At Portland, OR, you can't smoke on the platform, and you need to go out the building to smoke, per memo by the City of Portland.

Also, I heard that smoking is prohibited at Sacramento Valley Rail Station platform and building. Can anyone verify or refute my claims on Sacramento being a non-smoking stop?


----------



## texline (Jul 11, 2018)

I have seen passengers smoking on the platform in Sacramento. I also had a morning when the Zephyr and Capitol Corridor met and the CZ passengers were smoking. A guy came off the CC, looked at the smokers at the end of the platform then ran to an SCA and started insisting on his conductor. A conductor showed up, listened to the guy rant and then walked down to the smokers. They finished up and walked away. I heard later that smoking was not allowed but it wasn’t an enforced rule. So as of a month ago, people smoked on the end of the platform but I have no idea if it is official not allowed.


----------



## dogbert617 (Jul 12, 2018)

texline said:


> I have seen passengers smoking on the platform in Sacramento. I also had a morning when the Zephyr and Capitol Corridor met and the CZ passengers were smoking. A guy came off the CC, looked at the smokers at the end of the platform then ran to an SCA and started insisting on his conductor. A conductor showed up, listened to the guy rant and then walked down to the smokers. They finished up and walked away. I heard later that smoking was not allowed but it wasn’t an enforced rule. So as of a month ago, people smoked on the end of the platform but I have no idea if it is official not allowed.

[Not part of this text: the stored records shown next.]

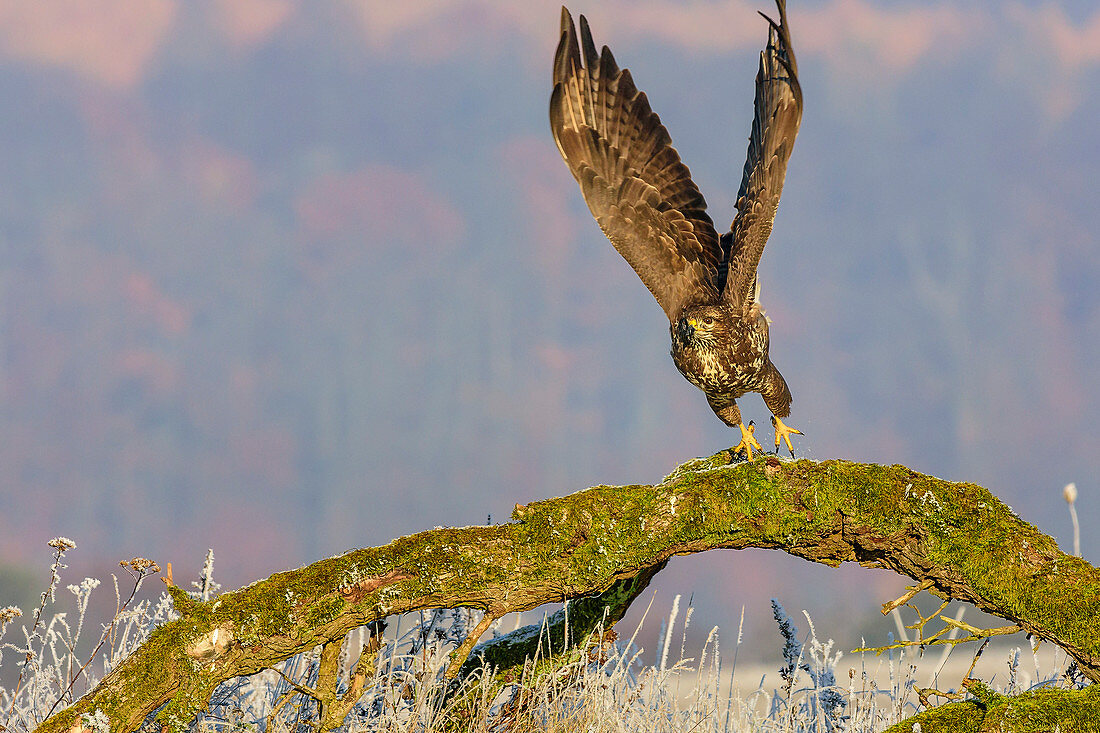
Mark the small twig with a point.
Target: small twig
(911, 591)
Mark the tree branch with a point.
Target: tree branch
(955, 537)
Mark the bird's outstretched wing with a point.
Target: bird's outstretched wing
(631, 177)
(778, 113)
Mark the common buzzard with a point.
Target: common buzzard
(645, 200)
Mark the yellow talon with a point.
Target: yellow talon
(783, 433)
(748, 442)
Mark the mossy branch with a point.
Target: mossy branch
(956, 538)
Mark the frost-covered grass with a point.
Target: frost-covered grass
(612, 686)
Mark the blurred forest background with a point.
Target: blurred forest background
(284, 279)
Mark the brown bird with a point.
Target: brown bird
(645, 200)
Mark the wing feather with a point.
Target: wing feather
(778, 112)
(639, 192)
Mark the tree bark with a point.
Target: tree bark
(956, 536)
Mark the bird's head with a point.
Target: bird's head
(704, 325)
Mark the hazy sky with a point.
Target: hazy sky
(283, 279)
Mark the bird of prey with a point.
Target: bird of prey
(642, 197)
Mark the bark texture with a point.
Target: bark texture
(957, 536)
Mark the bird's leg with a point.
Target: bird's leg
(783, 433)
(730, 414)
(748, 441)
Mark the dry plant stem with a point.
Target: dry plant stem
(459, 656)
(957, 536)
(108, 633)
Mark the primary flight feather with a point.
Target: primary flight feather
(642, 197)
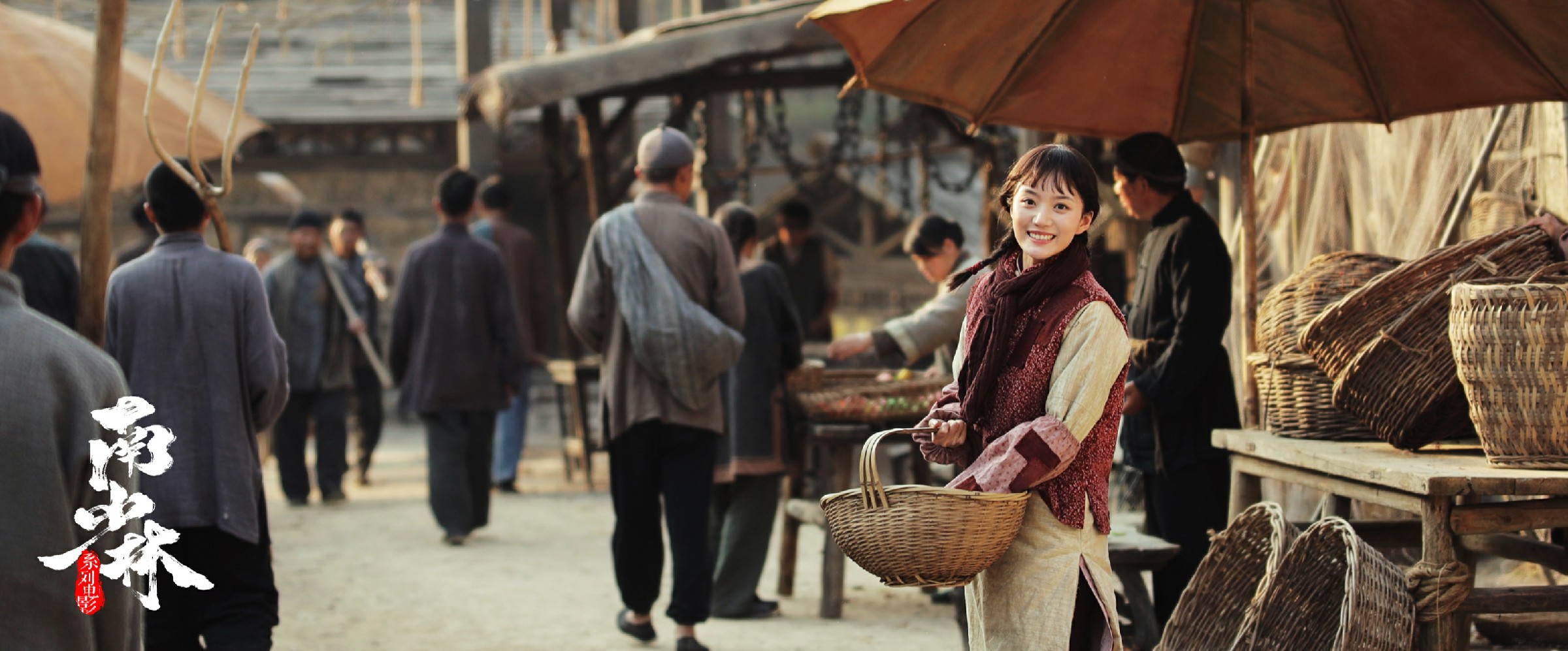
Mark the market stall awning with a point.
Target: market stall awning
(648, 60)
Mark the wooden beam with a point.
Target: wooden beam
(98, 201)
(1520, 548)
(1526, 599)
(1511, 516)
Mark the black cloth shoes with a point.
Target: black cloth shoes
(644, 633)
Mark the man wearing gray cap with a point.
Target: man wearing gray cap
(661, 424)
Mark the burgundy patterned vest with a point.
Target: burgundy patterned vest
(1028, 381)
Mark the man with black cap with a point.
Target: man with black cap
(322, 344)
(661, 445)
(457, 355)
(369, 275)
(190, 326)
(52, 380)
(1180, 387)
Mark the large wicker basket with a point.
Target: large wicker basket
(890, 402)
(1511, 345)
(1333, 592)
(1291, 305)
(1386, 344)
(1243, 559)
(921, 535)
(1299, 400)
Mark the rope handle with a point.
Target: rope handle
(872, 492)
(1550, 270)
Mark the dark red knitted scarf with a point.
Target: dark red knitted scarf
(1007, 295)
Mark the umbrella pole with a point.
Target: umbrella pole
(96, 242)
(1250, 408)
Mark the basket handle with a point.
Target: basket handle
(1548, 270)
(872, 493)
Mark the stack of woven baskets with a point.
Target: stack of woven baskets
(1266, 587)
(1386, 344)
(1298, 398)
(1511, 345)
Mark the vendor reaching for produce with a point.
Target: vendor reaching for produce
(1036, 407)
(937, 245)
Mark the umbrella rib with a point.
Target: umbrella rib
(1514, 37)
(1362, 63)
(1018, 65)
(1184, 85)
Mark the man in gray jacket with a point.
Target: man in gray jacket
(457, 355)
(52, 381)
(320, 360)
(659, 447)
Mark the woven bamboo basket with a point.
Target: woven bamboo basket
(1291, 305)
(872, 402)
(1333, 592)
(1299, 400)
(1243, 559)
(921, 535)
(1494, 211)
(1386, 344)
(1511, 345)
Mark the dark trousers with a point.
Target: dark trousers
(459, 445)
(648, 462)
(369, 410)
(741, 526)
(330, 413)
(1183, 507)
(240, 609)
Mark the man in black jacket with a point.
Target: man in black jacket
(1180, 388)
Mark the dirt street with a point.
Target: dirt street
(372, 573)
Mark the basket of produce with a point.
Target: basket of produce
(1299, 400)
(1511, 345)
(1243, 559)
(1291, 305)
(921, 535)
(1333, 592)
(1386, 344)
(874, 402)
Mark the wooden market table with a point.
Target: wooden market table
(571, 379)
(1449, 490)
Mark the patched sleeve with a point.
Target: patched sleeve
(1084, 379)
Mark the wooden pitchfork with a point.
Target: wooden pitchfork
(195, 176)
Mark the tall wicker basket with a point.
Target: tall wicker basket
(1291, 305)
(1511, 345)
(1386, 344)
(1333, 592)
(1243, 559)
(921, 535)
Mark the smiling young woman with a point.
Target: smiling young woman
(1036, 408)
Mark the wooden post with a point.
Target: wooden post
(1437, 548)
(476, 138)
(590, 146)
(96, 204)
(553, 146)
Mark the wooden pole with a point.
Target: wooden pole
(1249, 221)
(101, 170)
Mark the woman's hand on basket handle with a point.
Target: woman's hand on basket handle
(949, 434)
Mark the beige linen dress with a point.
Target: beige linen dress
(1024, 601)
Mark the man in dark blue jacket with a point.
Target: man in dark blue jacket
(1180, 387)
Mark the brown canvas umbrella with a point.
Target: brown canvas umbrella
(1112, 68)
(46, 82)
(1205, 69)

Never have ridden Coast Starlight(Seattle-LA), but I believe I've supposedly heard from others who've ridden that train that the Sacramento platform is non-smoking. I'll guess that rule isn't enforced, just as I'd suspect....


----------



## bmjhagen9426 (Jul 12, 2018)

texline said:


> I have seen passengers smoking on the platform in Sacramento. I also had a morning when the Zephyr and Capitol Corridor met and the CZ passengers were smoking. A guy came off the CC, looked at the smokers at the end of the platform then ran to an SCA and started insisting on his conductor. A conductor showed up, listened to the guy rant and then walked down to the smokers. They finished up and walked away. I heard later that smoking was not allowed but it wasn’t an enforced rule. So as of a month ago, people smoked on the end of the platform but I have no idea if it is official not allowed.


I have been to Sac multiple times. Once every so many minutes, this announcement will show up that the TTS announcer will say:



> ...smoking is prohibited in and around the platform...


And of course, I have yet to see someone busted there for smoking.


----------



## saxman (Jul 23, 2018)

Grand Forks, ND is not a smoke stop. It's usually blocking a crossing while there.


----------



## dogbert617 (Aug 17, 2018)

saxman said:


> Grand Forks, ND is not a smoke stop. It's usually blocking a crossing while there.


I just looked over arrival and departure times, and I think you're right that it isn't a smoke stop unlike what I thought for the Empire Builder. I am starting to think Winnemucca, NV might be a smoke stop for the California Zephyr, looking at its arrival and departure times from that station on most days.


----------



## Siegmund (Dec 20, 2018)

I move to strike Wishram from 27/28's list of smoking stops. Pasco, yes, if you're awake in the middle of the night... but if you are on time, Wishram is a 30 second pause.


----------



## basketmaker (May 2, 2019)

BuffaloBoy said:


> One subtraction you should make is the Zephyr stop at Winterpark-Fraser. I have never been able to get off there for a fresh-air Marlboro Light, and I have traveled through there at 12 or 13 times.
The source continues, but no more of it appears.